Also known as: eastern forehand grip, handshake grip

The eastern grip places the base knuckle of the index finger on the flat side bevel of the handle (bevel 3), allowing a flat or moderate-topspin forehand with a comfortable contact height.

The eastern forehand grip was the standard professional grip through the 1970s and produces a flat-to-moderate-topspin contact at waist-to-shoulder height with the racquet face perpendicular to the ball. It is often called the "handshake" grip because the position mirrors shaking hands with the racquet. The eastern grip allows a relatively natural, straight arm through contact and is the easiest grip for beginners because it does not require excessive wrist adjustment. It becomes less comfortable on high-bouncing balls (shoulder height or above) because the face naturally opens, producing error. The eastern backhand grip mirrors this concept for the backhand side (base knuckle on bevel 1 for a right-hander). Many coaches teach eastern first, then gradually shift players to semi-western as their game evolves.

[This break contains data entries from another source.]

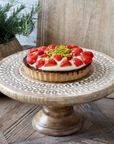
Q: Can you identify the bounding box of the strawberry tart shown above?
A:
[23,44,94,82]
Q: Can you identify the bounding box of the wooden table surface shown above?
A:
[0,93,114,144]
[0,46,114,144]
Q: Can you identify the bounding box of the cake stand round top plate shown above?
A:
[0,49,114,106]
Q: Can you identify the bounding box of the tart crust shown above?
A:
[23,57,91,82]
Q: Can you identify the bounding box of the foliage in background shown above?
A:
[0,0,40,44]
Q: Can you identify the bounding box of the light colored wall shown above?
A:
[0,0,38,46]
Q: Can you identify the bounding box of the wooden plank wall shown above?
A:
[37,0,114,58]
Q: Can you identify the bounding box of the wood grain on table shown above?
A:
[0,93,114,144]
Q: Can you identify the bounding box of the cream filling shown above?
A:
[30,56,85,71]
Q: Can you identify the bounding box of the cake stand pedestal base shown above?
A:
[32,106,82,136]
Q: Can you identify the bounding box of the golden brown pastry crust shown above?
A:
[24,61,91,82]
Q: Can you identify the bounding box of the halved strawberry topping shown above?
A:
[73,58,83,67]
[36,59,45,69]
[81,55,92,65]
[44,48,49,53]
[44,58,57,67]
[48,44,55,49]
[27,53,38,65]
[66,45,72,49]
[73,47,83,53]
[35,49,44,55]
[41,54,48,58]
[67,56,72,60]
[38,46,47,51]
[72,45,79,48]
[56,45,60,47]
[60,59,72,67]
[72,51,80,57]
[82,51,94,58]
[28,48,38,55]
[54,55,63,61]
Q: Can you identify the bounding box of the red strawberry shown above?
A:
[38,46,47,51]
[48,44,55,49]
[56,45,60,47]
[72,51,80,57]
[72,45,79,48]
[36,59,45,69]
[41,54,48,58]
[81,55,92,65]
[67,56,72,60]
[73,58,83,67]
[73,48,83,53]
[54,55,63,61]
[60,59,72,67]
[44,58,57,67]
[28,48,38,55]
[36,49,44,55]
[63,44,66,47]
[44,48,49,53]
[66,45,72,49]
[27,54,38,65]
[82,51,94,58]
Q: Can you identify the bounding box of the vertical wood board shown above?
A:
[37,0,114,58]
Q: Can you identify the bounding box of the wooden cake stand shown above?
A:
[0,49,114,136]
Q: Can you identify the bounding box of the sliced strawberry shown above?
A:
[67,56,72,60]
[44,58,57,67]
[35,49,44,55]
[73,48,83,53]
[41,54,48,58]
[72,51,80,56]
[38,46,47,51]
[66,45,72,49]
[63,44,66,47]
[82,51,94,58]
[56,45,60,47]
[60,59,72,67]
[48,44,55,49]
[36,59,45,69]
[27,54,38,65]
[28,48,38,55]
[81,55,92,65]
[54,55,63,61]
[44,48,49,53]
[73,58,83,67]
[72,45,79,48]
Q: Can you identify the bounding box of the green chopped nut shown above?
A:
[64,57,67,60]
[46,45,72,57]
[47,56,50,59]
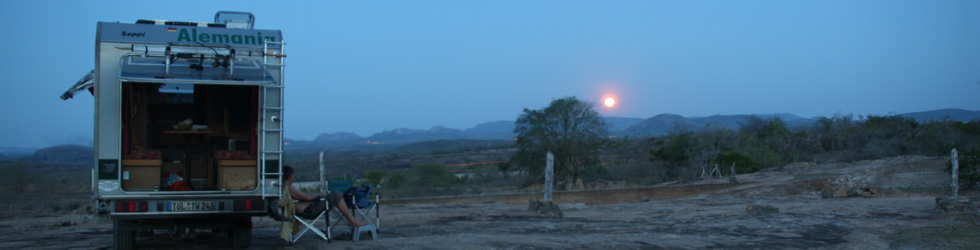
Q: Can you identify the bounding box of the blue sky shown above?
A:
[0,1,980,147]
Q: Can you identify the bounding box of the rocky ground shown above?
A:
[0,156,980,249]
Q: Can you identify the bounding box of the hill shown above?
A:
[287,109,980,146]
[901,109,980,123]
[19,144,95,163]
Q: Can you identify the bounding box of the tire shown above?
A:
[112,219,136,250]
[228,216,252,248]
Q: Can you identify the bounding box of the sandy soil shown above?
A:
[0,157,980,249]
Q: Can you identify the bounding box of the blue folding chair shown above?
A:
[327,180,381,241]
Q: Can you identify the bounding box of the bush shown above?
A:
[946,147,980,189]
[715,152,762,174]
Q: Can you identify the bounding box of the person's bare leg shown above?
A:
[337,201,367,227]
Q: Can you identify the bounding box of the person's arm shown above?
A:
[289,185,323,201]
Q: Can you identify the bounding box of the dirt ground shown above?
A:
[0,156,980,249]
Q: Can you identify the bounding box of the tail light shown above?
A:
[115,201,147,212]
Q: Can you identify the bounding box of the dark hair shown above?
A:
[282,165,296,180]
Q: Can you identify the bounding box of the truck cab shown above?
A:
[62,12,286,249]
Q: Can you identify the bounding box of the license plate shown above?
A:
[167,201,215,211]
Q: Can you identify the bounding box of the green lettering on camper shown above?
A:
[177,28,276,45]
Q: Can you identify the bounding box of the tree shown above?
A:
[511,97,609,188]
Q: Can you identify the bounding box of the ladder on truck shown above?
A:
[258,40,286,198]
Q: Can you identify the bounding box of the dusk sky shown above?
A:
[0,0,980,147]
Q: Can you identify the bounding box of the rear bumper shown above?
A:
[99,196,277,220]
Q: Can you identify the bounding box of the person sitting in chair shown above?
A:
[282,165,368,227]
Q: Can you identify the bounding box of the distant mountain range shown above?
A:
[0,109,980,157]
[287,109,980,145]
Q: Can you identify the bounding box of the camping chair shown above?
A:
[327,180,381,241]
[270,185,331,245]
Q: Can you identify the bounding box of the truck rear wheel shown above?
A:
[112,219,136,250]
[228,216,252,248]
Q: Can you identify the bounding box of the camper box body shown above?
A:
[92,13,285,248]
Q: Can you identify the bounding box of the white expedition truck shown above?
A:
[61,12,286,249]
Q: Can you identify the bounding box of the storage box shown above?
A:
[218,165,258,190]
[122,165,160,191]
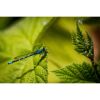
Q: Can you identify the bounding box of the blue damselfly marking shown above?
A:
[8,47,47,64]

A club-level player who learned tennis on slower courts uses an eastern forehand grip, producing clean flat drives on low balls but struggling on high-kicking topspin.

Why it matters

Grip choice constrains which balls you handle comfortably. SwingVantage notes contact height and miss patterns to flag whether your grip is causing you to open the face on high balls.

Frequently asked questions

Should I switch from eastern to semi-western?

If you struggle on high-bouncing topspin balls or want more topspin on your forehand, shifting toward a semi-western grip helps. It is a gradual change — move one bevel at a time and adjust your swing path.